In the following analysis, all numbers come from the “RTT Overview Timeseries Including Estimates for Missing Trusts Mar23 (XLS, 94K)” file on the NHS England RTT statistics pages. I did the full analysis properly using Gooroo Planner but the following simplified summary tells the same story.
This analysis is done on an RTT basis, so additions to the waiting list are represented by clock starts, activity by admitted and non-admitted clock stops (even though the latter do not count all activity), and the waiting list by incomplete pathways. It is also possible to contruct this kind of analysis based on outpatient and admitted patient activity instead (which is based on real activity, and which trusts have to do locally for operational capacity planning), but that breaks the direct correspondence with the RTT waiting time targets. So for this policy discussion, which does not involve capacity, I have kept things simple and used an RTT basis.
Taking financial year 2022-23 as the baseline, we have 16,488,366 clock stops as our proxy for activity, and a final waiting list of 7,331,974 incomplete pathways which is 966,202 bigger than at the start of the financial year.

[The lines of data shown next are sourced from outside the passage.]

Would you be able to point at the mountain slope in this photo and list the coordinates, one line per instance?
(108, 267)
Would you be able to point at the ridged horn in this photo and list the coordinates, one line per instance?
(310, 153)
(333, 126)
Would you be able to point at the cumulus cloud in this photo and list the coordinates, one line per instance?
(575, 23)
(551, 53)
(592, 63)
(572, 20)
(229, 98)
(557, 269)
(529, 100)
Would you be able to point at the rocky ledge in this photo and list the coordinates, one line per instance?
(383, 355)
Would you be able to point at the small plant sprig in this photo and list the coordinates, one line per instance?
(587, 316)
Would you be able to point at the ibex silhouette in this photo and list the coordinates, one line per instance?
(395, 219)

So RTT demand was roughly RTT activity plus growth in RTT waiting list, which comes to 17.5 million, or just over 5.8 per cent larger than the RTT activity figure. That is where the recurring gap of 5.8 per cent came from above – it is how much RTT activity would need to increase (and/or demand reduce) to stop the waiting list from growing.

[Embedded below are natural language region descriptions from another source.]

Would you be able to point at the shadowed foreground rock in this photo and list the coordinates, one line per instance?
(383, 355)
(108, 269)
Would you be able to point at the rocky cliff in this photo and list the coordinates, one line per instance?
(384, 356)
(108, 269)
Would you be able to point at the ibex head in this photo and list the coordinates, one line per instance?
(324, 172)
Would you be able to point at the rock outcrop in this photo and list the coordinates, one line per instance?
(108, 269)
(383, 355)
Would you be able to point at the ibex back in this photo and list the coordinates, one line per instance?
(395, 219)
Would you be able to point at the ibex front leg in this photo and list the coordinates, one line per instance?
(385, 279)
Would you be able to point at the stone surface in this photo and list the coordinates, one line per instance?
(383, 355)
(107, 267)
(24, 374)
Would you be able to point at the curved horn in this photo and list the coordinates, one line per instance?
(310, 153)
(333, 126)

Turning to the non-recurring effort, the waiting list we need to achieve is calculated using the method given in my monthly RTT waiting time reports; based on the end of March position, it corresponds most closely to the red triangle in the chart below. It represents the size of waiting list that would be consistent with restoring 18 weeks, if the shape of waiting list also went back to where it was around the time when 18 weeks was last being achieved. (If the shape did not improve then we would need to reduce the list size further to around the red diamond.)

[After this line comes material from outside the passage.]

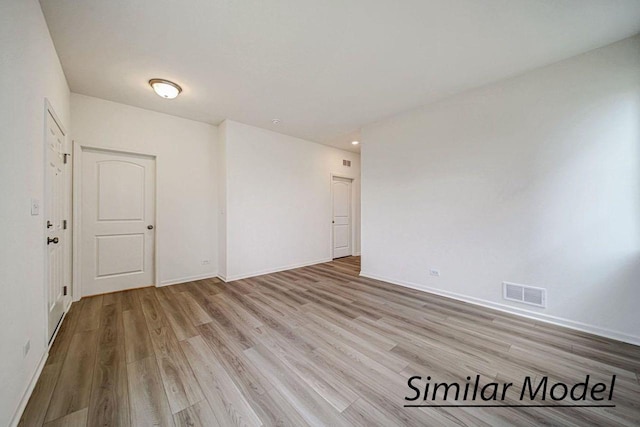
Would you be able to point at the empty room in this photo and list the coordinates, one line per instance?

A bit more about how that red triangle was calculated. The chart below shows the best waiting list shapes achieved historically, in the years following the announcement of the incomplete pathways target in late 2011, and before the shape really started to deteriorate later on in the summer of 2017. As the chart below shows, the shape of list varies seasonally, so in the present analysis I have used the most challenging (i.e. highest) average value of 187 per cent, to estimate the size of list that should make 18 weeks achievable year-round.
Plugging that into the formula shown beside the y-axis, we need to reduce the RTT waiting list to a total of 3,448,450 incomplete patient pathways, which is slightly less than half the current list size.
The next step is to estimate the starting point – the waiting list size that the next government will inherit. Will the list continue growing between now and the next general election? Or will the “clear plan, aimed at delivering around 30% more elective activity by 2024/25 than before the pandemic” be successful at bringing the waiting list down? I don’t know, and nor does anyone else. So I am assuming it stays the same size as it is now.
Reducing the end of March list size (7,331,974 pathways) to the sustainable 18-week size (3,448,450 pathways) is equivalent to a non-recurring activity increase (and/or demand reduction) of 3,883,524. This is 5.6 per cent of four years of demand, or 2.8 per cent of eight years of demand, both of which are figures used above for one parliamentary term and two terms. (I am assuming four years per parliamentary term – close to the median interval between UK general elections over the past century which is 4.1 years.)
To combine the recurring and non-recurring increases, we multiply them. Using the ‘one parliamentary term’ numbers as an illustration: if we want to combine a 5.8 per cent recurring increase to match demand, with a 5.6 per cent non-recurring increase over demand to reduce the waiting list, then the sum is 1.058 * 1.056 = 1.117 which is an increase of 11.7 per cent.